In economics, people talk about the problem of 'sorting and labeling' and how that is an unconscious reaction (which does unfortunately lead to bias) but it helps immensely in the overall productivity of an entire system.

When people expect you to design special systems which increases the overall entropy, I wonder if they realize that you too incur a cost for creating that system. I say this as someone whose name is constantly butchered during my dealings with American entities, and I am not generally asking them to modify their system to accommodate my name so it remains unaffected. Thankfully, in most cases, I actually have a choice of whether I should continue having dealings with such entities. (I don't know what happens in cases where you don't, like, say the DMV).

2 comments

If the argument is economics and system complexity you should favour a single name field over first and last name though. It's one of those rare occurrences where something is both simpler and the better option.
But is it the better option? Suppose x% of the human population has a name which can be reasonably decomposed into first and last names. I honestly don't know what x is, but say it is about 90%.
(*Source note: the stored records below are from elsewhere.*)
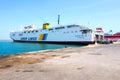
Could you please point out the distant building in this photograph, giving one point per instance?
(112, 37)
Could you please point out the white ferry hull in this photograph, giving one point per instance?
(71, 34)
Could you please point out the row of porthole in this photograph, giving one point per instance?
(30, 31)
(71, 32)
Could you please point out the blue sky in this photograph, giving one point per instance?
(15, 14)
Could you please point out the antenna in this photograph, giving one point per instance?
(58, 19)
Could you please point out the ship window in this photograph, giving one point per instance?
(13, 34)
(71, 31)
(24, 31)
(28, 31)
(50, 29)
(70, 26)
(20, 34)
(84, 31)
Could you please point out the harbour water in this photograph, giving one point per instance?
(8, 47)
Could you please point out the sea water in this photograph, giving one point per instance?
(8, 47)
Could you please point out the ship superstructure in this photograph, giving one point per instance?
(72, 34)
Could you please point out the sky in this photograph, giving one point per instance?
(15, 14)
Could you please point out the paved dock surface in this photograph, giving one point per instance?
(94, 62)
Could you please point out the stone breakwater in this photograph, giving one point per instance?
(94, 62)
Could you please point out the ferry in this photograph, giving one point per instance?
(68, 34)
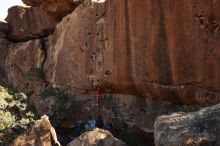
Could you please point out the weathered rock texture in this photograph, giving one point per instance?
(57, 9)
(4, 27)
(38, 135)
(24, 62)
(200, 128)
(27, 23)
(165, 50)
(97, 137)
(132, 110)
(3, 55)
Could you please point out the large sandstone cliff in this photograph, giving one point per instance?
(165, 50)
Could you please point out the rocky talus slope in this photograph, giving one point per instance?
(199, 128)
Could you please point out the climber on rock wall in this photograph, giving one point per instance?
(98, 92)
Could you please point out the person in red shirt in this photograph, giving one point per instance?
(98, 92)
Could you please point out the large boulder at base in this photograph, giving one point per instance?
(27, 23)
(166, 50)
(97, 137)
(199, 128)
(40, 134)
(3, 29)
(56, 9)
(24, 65)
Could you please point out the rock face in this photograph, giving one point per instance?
(165, 50)
(3, 55)
(3, 29)
(23, 64)
(189, 129)
(97, 137)
(56, 9)
(38, 135)
(27, 23)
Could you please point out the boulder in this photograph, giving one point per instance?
(28, 23)
(189, 129)
(97, 137)
(166, 50)
(56, 9)
(4, 27)
(40, 134)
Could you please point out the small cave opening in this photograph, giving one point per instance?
(132, 136)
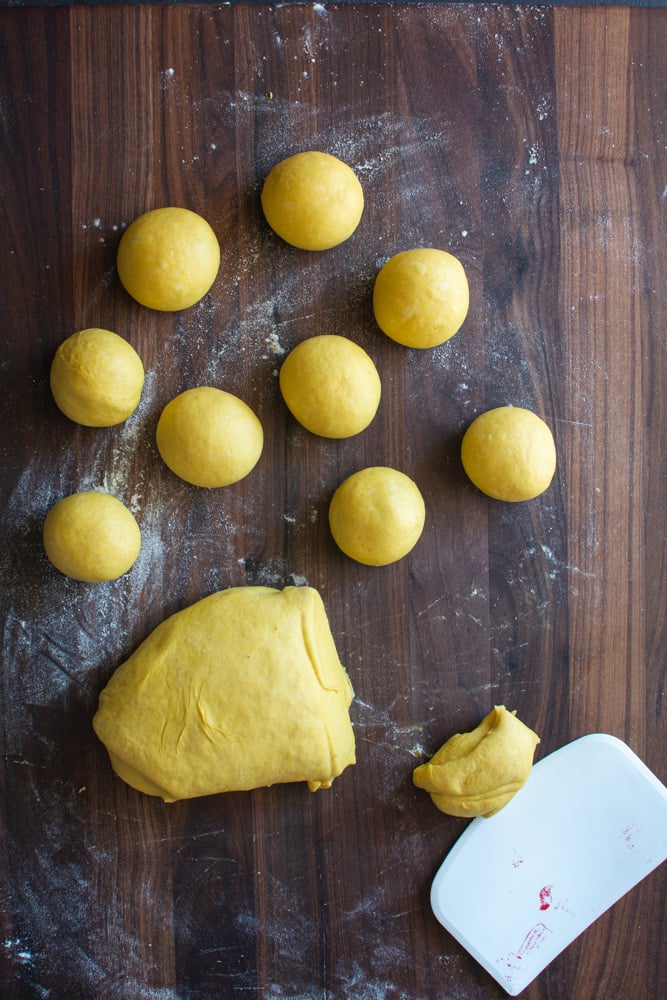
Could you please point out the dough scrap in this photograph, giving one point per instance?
(241, 690)
(477, 773)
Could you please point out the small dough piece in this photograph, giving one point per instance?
(313, 200)
(477, 773)
(331, 386)
(509, 453)
(421, 297)
(91, 537)
(242, 689)
(96, 378)
(168, 259)
(209, 437)
(377, 515)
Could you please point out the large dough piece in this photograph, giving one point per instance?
(240, 690)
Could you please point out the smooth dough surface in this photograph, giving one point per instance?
(509, 453)
(331, 386)
(377, 515)
(91, 537)
(421, 297)
(477, 773)
(96, 378)
(168, 258)
(242, 689)
(209, 437)
(312, 200)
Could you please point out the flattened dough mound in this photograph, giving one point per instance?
(242, 689)
(477, 773)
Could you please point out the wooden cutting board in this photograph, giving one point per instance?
(527, 141)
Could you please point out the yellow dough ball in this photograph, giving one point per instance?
(377, 515)
(331, 386)
(96, 378)
(91, 537)
(509, 453)
(168, 259)
(421, 297)
(477, 773)
(313, 200)
(209, 437)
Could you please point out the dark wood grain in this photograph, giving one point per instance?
(529, 142)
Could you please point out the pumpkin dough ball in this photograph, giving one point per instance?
(96, 378)
(240, 690)
(421, 297)
(377, 515)
(312, 200)
(209, 437)
(477, 773)
(331, 386)
(91, 537)
(509, 453)
(168, 259)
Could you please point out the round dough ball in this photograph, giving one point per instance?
(312, 200)
(91, 537)
(96, 378)
(421, 297)
(509, 453)
(168, 259)
(377, 515)
(331, 386)
(209, 437)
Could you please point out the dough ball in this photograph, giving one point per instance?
(312, 200)
(91, 537)
(377, 515)
(96, 378)
(421, 297)
(168, 259)
(509, 453)
(331, 386)
(209, 437)
(241, 690)
(477, 773)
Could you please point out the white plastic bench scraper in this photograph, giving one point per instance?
(517, 888)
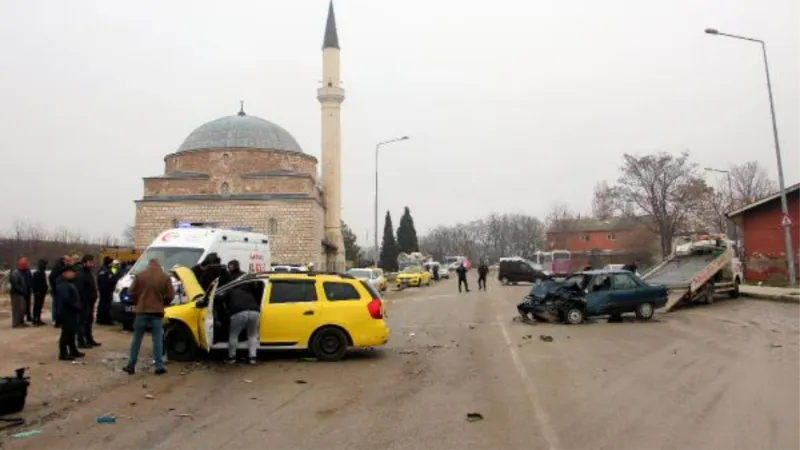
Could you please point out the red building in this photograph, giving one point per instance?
(597, 242)
(761, 233)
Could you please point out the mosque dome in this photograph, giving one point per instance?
(240, 131)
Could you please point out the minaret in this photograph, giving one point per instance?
(331, 96)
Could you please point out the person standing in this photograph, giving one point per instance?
(39, 287)
(69, 315)
(20, 293)
(235, 270)
(87, 288)
(462, 277)
(151, 291)
(245, 310)
(107, 279)
(55, 274)
(483, 270)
When you store it as a single string, which order will you choose? Will you have delimiters between them? Would they still be in effect when the person's name has more than 2 parts? If you are ever in a situation where you need to sort by name, will you do it by first or last name? What if there is a need for the other option to the one you chose? Can you reasonably guarantee that you can identify family members if you ever need to? When the customer tells their name over the phone, will it slow down your customer service people if you display the entire name in a way which they are not usually familiar with?

1. There is no order, just use whatever the user entered. In general don't get smart with this data just treat it as a single blob of text.

2. Sort by the whole thing

3. No you can't guarantee identifying family members any more than with a first name last name system. If you need that it should be an additional part of the system. Presumably for the 90% of people who does have a typical first name, last name combo you can still identify family members in the same way.

4. Just introduce free text search for this field if you need to find people.

I realized that I am in agreement on point number 1 - don't get smart with this data, in which case the other points are not very relevant.

But suppose you are working at a place where people are keen on getting 'smart with the data', your replies do increase the entropy if only to the extent that 'we have this idiot programmer who thinks he is too smart to use first and last names as we have always done and is breaking all our reporting systems and is causing hell for our customer service agents'.

:-)

Yeah if you are intent as a business on getting smart with the data it's much easier for everyone to just get smart upfront and ask the user for the data you want. This is not very inclusive though and has a clear anglo american bias. One might argue that this is a manifestation of the lack of diversity in the industry as whole. I think the list is aimed more at changing the perception and believes about names so that systems designed from scratch change rather than aiming to change existing systems that have a clear first name/last name convention established already
I hope he is downvoted for oblivion. And you too. That's a wrong approach to tacle (or rather not to tacle) a problem.